Immagine scattata nel 2014 che mostra uno dei crateri sulla penisola russa di Yamal.(Credito immagine: VASILY BOGOYAVLENSKY/AFP tramite Getty Images)
Immagine scattata nel 2014 che mostra uno dei crateri sulla penisola russa di Yamal.(Credito immagine: VASILY BOGOYAVLENSKY/AFP tramite Getty Images)

Il permafrost sulle peninsulari Yamal e Gydan varia ampiamente nel suo spessore, da pochi metri fino a circa 500 metri. Probabilmente il suolo si congelò più di 40.000 anni fa, imprigionando antichi sedimenti marini ricchi di metano che gradualmente si trasformarono in vaste riserve di gas naturale. Queste riserve producono calore che scioglie il permafrost dal basso, lasciando sacche di gas alla base.

Anche il permafrost in Russia si sta sciogliendo in superficie a causa del cambiamento climatico.

Nei luoghi in cui è già sottile, sulle peninsulari di Yamal e Gydan, lo scioglimento di entrambe le estremità e la pressione del gas potrebbero eventualmente causare il collasso del permafrost rimanente, innescando un’esplosione.

Questo “effetto champagne” spiegherebbe la presenza di crateri più piccoli attorno agli otto crateri giganti, poiché enormi pezzi di ghiaccio espulsi dalle esplosioni potrebbero aver gravemente compromesso il terreno, secondo i ricercatori.

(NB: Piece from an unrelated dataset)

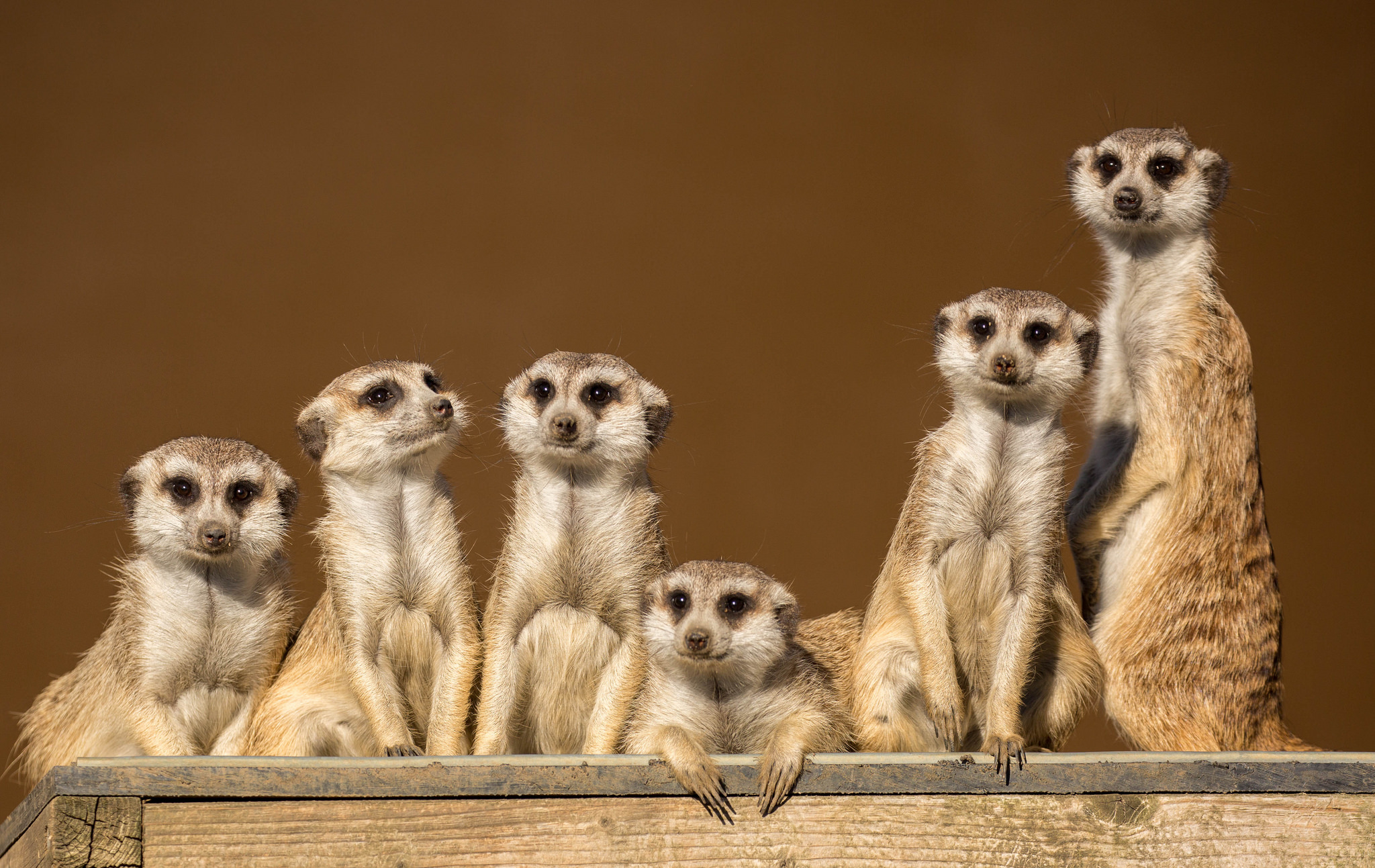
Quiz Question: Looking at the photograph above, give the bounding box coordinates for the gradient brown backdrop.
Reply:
[0,3,1375,812]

“Potrebbero anche esserci più crateri di quanto pensiamo”, hanno aggiunto gli autori, “poiché l’acqua e i sedimenti probabilmente hanno riempito alcuni di essi nel tempo”.

Il rilascio di gas naturale e metano durante queste esplosioni potrebbe attivare un circolo vizioso sul clima se le temperature globali continuassero ad aumentare e ad accelerare lo scioglimento del permafrost.

I giganteschi crateri esplosivi di cui si conosce l’esistenza solo sulle peninsulari russe di Yamal e Gydan, coperte di permafrost, potrebbero essere il risultato di una serie specifica di condizioni che non si trovano altrove nell’Artico.
I giganteschi crateri esplosivi di cui si conosce l’esistenza solo sulle peninsulari russe di Yamal e Gydan, coperte di permafrost, potrebbero essere il risultato di una serie specifica di condizioni che non si trovano altrove nell’Artico.

“La formazione di GEC è stata collegata al cambiamento climatico globale, con l’aumento delle temperature estive e autunnali e il conseguente riscaldamento e degrado del permafrost”, hanno scritto i ricercatori.

Secondo il team, circa 1.900 miliardi di tonnellate di gas serra, tra cui anidride carbonica e metano, sono immagazzinati nel permafrost artico. Le crescenti emissioni derivanti dallo scongelamento del permafrostsono motivo di grande preoccupazione”, hanno concluso gli autori.